Le président égyptien est aussi devenu rappeur malgré lui, grâce à un montage audio
basé sur une chanson de Oka et Ortega, deux chanteurs très populaires en Egypte.
Faible par rapport à Bassem Youssef, dont un des épisodes a largement dépassé les 2
millions de vues sur YouTube.
Menaces et agressions envers les artistes
Pour les islamistes, dont certains viennent de décréter que le président était « Emir des
croyants », les attaques contre Mohamed Morsi sont tout simplement un
« blasphème » méritant la peine prévue par la charia : la flagellation. Mais les
islamistes n’ont pas attendu le sarcasme de Bassem Youssef pour s’en prendre à « l’art
dénué de morale » qui « véhicule des valeurs contraires à l’islam ». Beaucoup de
candidats Ikhwan ou salafistes en avaient fait un thème de campagne aux législatives
de 2011-2012.
Un exemple parmi tant d’autres, le Prix Nobel égyptien de littérature, Naguib
Mahfouz, a été taxé de « mécréant dont les livres font la promotion de l’homosexualité
et de l’athéisme ». Le groupe musical Eskendrella qui avait animé les longues nuits de
la Place Tahrir durant le soulèvement contre Moubarak a été agressé par des islamistes
pour avoir continué à chanter la révolution après l’arrivée des Ikhwan au pouvoir.
Le président Morsi a bien tenté l’approche « dialogue » qu’il affectionne en se
réunissant en septembre avec des artistes au risque de se faire critiquer par des cheikhs
salafistes. Comme avec les hommes politiques de l’opposition, le Rs les a entendus
mais n’a tenu aucun compte de leurs revendications.
Dès qu’ils en ont l’occasion, les islamistes et le gouvernement effacent les graffitis,
cette invention remontant aux Pharaons, pour parfois les remplacer par des versets du
Coran. Les cheikhs de nombreuses mosquées vouent les artistes aux gémonies dans
leur prêche du vendredi. Les artistes et les journalistes sont poursuivis en justice par
des avocats Ikhwan quand ce n’est pas par la présidence elle-même.

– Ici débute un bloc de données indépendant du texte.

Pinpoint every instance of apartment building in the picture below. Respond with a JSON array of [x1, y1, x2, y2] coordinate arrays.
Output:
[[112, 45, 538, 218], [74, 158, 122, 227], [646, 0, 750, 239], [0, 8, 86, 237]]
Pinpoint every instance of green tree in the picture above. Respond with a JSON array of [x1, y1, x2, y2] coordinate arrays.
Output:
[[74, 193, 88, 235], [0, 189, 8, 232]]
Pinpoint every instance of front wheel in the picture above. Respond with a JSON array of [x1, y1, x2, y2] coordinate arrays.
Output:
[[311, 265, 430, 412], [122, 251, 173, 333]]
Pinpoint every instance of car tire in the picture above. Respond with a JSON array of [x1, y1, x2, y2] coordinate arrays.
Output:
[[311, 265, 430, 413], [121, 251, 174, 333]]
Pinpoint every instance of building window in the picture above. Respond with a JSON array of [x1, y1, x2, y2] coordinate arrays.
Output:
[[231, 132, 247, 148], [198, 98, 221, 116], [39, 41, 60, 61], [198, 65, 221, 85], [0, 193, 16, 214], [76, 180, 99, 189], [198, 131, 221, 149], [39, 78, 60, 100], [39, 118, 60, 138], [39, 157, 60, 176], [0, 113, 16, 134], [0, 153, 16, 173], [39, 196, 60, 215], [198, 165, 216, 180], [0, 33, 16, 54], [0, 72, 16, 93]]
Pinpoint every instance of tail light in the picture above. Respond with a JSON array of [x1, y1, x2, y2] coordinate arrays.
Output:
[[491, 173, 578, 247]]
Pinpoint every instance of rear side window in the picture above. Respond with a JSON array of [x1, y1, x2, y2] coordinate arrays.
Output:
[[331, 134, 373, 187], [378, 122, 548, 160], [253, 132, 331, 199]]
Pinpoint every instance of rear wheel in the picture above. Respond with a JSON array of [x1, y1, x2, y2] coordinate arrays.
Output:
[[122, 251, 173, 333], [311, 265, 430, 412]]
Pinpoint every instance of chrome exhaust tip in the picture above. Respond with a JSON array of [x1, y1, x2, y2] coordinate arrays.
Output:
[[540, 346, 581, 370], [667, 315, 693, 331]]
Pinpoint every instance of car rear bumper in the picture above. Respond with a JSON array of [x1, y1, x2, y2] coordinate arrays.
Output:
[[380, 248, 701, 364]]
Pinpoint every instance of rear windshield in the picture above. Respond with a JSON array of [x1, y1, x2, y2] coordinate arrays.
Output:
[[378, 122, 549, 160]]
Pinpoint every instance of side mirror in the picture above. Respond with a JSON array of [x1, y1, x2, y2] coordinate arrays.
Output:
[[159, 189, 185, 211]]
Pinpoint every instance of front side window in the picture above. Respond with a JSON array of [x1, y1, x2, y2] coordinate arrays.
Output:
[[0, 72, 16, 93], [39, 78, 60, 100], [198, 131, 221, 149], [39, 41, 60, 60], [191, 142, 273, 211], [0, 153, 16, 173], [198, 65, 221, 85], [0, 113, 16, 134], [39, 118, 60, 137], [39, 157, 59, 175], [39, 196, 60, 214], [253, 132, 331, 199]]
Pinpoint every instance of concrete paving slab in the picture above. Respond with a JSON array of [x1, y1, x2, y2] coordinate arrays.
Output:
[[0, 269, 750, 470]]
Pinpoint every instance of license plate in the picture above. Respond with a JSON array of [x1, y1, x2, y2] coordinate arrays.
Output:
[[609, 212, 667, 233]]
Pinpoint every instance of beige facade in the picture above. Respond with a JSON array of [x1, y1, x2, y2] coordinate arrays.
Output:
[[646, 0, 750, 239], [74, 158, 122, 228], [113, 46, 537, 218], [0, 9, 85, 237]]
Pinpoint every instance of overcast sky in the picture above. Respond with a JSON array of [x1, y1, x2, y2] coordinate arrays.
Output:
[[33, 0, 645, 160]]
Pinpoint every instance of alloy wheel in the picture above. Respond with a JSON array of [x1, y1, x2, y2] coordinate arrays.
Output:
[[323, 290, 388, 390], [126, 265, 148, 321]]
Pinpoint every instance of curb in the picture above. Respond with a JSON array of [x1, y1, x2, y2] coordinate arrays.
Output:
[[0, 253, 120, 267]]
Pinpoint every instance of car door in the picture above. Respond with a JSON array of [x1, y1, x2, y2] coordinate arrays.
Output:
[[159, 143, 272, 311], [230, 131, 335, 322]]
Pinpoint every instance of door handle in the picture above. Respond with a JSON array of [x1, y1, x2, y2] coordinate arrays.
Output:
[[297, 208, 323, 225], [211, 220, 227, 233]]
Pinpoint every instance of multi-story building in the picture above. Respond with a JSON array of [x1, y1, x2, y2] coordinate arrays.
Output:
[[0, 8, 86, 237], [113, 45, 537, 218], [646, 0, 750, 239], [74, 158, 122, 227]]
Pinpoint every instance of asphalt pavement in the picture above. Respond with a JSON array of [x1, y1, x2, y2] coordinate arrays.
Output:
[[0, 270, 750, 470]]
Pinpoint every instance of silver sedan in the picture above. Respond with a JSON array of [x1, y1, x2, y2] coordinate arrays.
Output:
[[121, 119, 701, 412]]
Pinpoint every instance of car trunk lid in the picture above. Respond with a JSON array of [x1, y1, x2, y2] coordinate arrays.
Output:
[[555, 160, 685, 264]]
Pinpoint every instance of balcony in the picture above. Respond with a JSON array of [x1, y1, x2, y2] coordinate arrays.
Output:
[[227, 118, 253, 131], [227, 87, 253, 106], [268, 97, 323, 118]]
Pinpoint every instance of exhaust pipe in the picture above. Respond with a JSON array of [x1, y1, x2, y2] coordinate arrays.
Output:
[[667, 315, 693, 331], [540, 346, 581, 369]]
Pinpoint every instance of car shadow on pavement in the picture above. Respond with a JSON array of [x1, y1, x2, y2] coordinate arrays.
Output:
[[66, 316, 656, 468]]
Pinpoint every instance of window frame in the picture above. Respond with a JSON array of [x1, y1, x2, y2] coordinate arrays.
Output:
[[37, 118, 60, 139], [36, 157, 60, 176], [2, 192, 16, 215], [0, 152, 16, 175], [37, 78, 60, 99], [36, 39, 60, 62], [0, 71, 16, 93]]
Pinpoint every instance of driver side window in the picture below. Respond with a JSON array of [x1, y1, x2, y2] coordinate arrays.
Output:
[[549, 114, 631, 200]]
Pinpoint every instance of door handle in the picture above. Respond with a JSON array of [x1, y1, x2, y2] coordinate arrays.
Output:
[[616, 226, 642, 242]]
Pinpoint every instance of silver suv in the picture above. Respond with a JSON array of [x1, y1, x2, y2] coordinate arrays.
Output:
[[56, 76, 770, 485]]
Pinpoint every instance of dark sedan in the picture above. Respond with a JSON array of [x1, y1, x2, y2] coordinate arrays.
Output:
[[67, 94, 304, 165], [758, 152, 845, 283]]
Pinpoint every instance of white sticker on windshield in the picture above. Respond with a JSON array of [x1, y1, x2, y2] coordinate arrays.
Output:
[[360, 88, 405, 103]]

Pour l’instant, seuls des blogueurs relativement inconnus ont été condamnés à des
peines de prison. Mais l’épée de Damoclès reste suspendue sur la tête de tous les
partisans de la liberté d’expression et de création. Une épée qui pourrait commencer à
décapiter si les islamistes remportent les élections législatives prévues dans deux mois.
Rien n’empêchera alors un Parlement dominé par les islamistes et doté d’une
Constitution sur mesure, de forger un arsenal législatif répressif. Pour les artistes et
autres créateurs, c’était une raison de plus pour descendre dans la rue et manifester
contre les islamistes ce 25 janvier.